Total protein was isolated from heart tissue with a RIPA buffer, and the protein concentration was measured with a BCA assay kit. The protein samples were separated by SDS-polyacrylamide gels with suitable concentration and then transferred onto polyvinylidene fluoride (PVDF) membranes. The membranes were blocked with 5% bull serum albumin and then developed with diluted antibodies for Bax (14796, 1:1000, Cell Signaling Technology, Beverly, MA, USA), Bcl-2 (BS1511, 1:1000, Bioworld, Bloomington, USA), Cleaved Caspase-3 (9661, 1:1000, Cell Signaling Technology, Beverly, MA, USA), METTL3 (ab240595, 1:1000, Abcam, Cambridge, MA, USA), FTO (27226-1-AP, 1:1000, Proteintech, Wuhan, China), YTHDF1 (17479–1-AP, 1:1000, Proteintech, Wuhan, China), and GAPDH (10494-1-AP, 1:5000, Proteintech, Wuhan, China) overnight at 4 °C. Subsequently, membranes were incubated with horseradish peroxidase- (HRP-) conjugated secondary antibody at room temperature for 90 min. The membranes were observed on Image Systems (Bio-Rad, Hercules, CA, USA). Image Lab software was used for semiquantitative calculation.

2.10. Statistical Analysis

Results were shown as the mean ± standard error of the mean (SEM) from at least three independent experiments. Statistical differences between the groups were analyzed using One-way analysis of variance (ANOVA) and post hoc least significant difference (LSD) multiple-comparison test. p < 0.05 was considered statistically significant (* p < 0.05, ** p < 0.01 are indicated in figures).

3. Results

3.1. IF Improves HFD-Induced Mice Obesity Cardiomyopathy

Echocardiography was performed in HFD mice to determine whether IF had an improvement effect on cardiac function. Compared with mice fed with ND, 21-week HFD significantly decreased FS% and EF% and increased LVIDs and LVIDd.
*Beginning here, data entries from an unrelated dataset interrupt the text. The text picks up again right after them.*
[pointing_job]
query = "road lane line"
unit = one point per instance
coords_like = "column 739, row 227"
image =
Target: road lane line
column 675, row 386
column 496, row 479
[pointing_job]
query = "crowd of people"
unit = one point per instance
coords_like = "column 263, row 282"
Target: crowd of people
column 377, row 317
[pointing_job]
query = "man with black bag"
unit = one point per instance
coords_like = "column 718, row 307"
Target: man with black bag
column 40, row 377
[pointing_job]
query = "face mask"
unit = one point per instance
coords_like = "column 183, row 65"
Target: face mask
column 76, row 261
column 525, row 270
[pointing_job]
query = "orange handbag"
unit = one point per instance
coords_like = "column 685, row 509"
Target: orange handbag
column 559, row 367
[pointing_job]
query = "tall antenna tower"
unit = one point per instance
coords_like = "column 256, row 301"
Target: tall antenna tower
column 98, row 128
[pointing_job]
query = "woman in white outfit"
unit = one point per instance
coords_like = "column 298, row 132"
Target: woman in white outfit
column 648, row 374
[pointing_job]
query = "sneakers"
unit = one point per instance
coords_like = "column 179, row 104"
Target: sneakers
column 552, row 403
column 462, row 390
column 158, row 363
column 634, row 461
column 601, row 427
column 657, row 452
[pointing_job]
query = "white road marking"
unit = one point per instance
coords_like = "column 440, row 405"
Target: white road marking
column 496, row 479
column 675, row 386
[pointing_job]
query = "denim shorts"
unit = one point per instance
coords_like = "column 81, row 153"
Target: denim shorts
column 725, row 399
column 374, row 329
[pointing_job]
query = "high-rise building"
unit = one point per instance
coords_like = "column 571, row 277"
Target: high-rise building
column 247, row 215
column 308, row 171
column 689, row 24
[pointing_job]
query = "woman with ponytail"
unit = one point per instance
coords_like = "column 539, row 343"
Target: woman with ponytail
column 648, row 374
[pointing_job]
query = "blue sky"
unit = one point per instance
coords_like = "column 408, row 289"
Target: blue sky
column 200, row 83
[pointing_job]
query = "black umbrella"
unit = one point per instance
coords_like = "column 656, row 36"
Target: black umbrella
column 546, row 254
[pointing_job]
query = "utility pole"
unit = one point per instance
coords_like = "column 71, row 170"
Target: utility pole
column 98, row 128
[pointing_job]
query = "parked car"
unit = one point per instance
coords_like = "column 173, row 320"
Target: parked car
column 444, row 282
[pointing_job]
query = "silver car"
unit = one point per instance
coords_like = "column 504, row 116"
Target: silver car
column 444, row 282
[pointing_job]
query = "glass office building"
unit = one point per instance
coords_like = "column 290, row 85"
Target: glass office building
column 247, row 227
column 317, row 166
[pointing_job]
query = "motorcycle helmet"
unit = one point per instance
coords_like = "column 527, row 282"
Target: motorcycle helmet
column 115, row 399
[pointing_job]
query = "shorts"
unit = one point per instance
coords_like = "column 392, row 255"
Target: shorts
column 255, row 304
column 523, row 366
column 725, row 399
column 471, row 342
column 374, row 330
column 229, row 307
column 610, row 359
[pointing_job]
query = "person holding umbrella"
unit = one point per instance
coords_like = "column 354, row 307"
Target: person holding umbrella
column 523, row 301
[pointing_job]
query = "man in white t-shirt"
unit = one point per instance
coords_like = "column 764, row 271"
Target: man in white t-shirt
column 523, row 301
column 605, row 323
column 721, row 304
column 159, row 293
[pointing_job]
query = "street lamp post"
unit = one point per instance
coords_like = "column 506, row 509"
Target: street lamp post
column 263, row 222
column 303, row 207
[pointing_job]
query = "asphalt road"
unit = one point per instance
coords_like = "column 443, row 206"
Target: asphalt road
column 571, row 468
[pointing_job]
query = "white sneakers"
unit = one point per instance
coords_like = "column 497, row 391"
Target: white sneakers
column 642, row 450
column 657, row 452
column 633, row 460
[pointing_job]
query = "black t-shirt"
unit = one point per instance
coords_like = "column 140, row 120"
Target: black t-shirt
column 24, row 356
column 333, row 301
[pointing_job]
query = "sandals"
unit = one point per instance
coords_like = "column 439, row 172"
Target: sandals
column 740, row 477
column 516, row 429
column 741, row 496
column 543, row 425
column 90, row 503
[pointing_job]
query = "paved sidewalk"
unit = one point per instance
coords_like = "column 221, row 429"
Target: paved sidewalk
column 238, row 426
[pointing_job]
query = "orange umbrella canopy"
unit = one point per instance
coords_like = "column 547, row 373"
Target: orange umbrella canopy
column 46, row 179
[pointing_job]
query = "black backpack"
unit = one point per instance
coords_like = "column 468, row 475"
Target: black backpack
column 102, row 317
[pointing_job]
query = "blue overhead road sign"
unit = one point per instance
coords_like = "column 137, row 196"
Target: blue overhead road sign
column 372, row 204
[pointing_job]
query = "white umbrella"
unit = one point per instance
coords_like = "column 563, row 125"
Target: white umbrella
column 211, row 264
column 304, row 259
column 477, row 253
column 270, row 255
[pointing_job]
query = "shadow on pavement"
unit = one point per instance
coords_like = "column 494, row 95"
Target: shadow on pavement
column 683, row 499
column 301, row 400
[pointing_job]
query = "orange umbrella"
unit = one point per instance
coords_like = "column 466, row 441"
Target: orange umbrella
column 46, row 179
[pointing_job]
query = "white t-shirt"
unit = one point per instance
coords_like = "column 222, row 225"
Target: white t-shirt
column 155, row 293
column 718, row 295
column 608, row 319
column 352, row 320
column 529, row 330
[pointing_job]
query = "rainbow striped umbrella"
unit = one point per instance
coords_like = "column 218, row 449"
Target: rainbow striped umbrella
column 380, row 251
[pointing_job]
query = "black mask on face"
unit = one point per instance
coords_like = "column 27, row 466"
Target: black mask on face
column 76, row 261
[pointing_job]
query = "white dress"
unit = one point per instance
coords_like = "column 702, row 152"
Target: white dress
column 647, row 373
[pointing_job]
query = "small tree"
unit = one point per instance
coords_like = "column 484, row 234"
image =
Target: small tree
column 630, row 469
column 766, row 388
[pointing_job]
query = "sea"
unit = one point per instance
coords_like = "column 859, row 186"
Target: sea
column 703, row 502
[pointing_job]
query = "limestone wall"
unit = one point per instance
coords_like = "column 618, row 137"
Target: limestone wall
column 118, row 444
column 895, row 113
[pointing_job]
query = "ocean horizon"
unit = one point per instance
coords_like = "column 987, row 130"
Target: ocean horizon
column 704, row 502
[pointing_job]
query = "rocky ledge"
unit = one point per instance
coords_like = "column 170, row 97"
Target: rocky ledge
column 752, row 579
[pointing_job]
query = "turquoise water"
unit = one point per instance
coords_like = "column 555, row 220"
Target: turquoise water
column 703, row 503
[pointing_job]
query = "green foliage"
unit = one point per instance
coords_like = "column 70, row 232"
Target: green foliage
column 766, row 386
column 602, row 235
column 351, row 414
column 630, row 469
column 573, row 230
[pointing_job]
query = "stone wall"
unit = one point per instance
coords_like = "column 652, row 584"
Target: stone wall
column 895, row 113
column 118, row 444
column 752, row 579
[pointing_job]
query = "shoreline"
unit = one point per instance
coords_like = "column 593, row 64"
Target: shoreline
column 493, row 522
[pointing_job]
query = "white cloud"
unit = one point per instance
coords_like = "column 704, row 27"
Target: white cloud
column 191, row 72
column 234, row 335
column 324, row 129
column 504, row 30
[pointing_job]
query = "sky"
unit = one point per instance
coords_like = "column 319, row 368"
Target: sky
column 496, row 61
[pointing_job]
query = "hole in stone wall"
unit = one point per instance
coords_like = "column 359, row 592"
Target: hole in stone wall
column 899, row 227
These changes caused by HFD were markedly restored in the hearts treated with IF (Figure 2A–E). HFD and HFD-IF did not significantly affect heart rate (Figure 2F). Furthermore, HFD feeding significantly caused a higher body weight, LV mass, and heart-to-body weight ratio, which were significantly decreased by IF intervention (Figure 2G–I). H&E and Masson staining indicated that morphological abnormalities and interstitial fibrosis were observed in the myocardial tissues of obese mice; however, the above damage was remarkably reversed in HFD-IF groups (Figure 2J–L). Together, these results demonstrated that IF showed a promising approach in improved obesity cardiomyopathy induced by HFD, suggesting the protective effects on cardiomyocyte injury and dysfunction in obese mice.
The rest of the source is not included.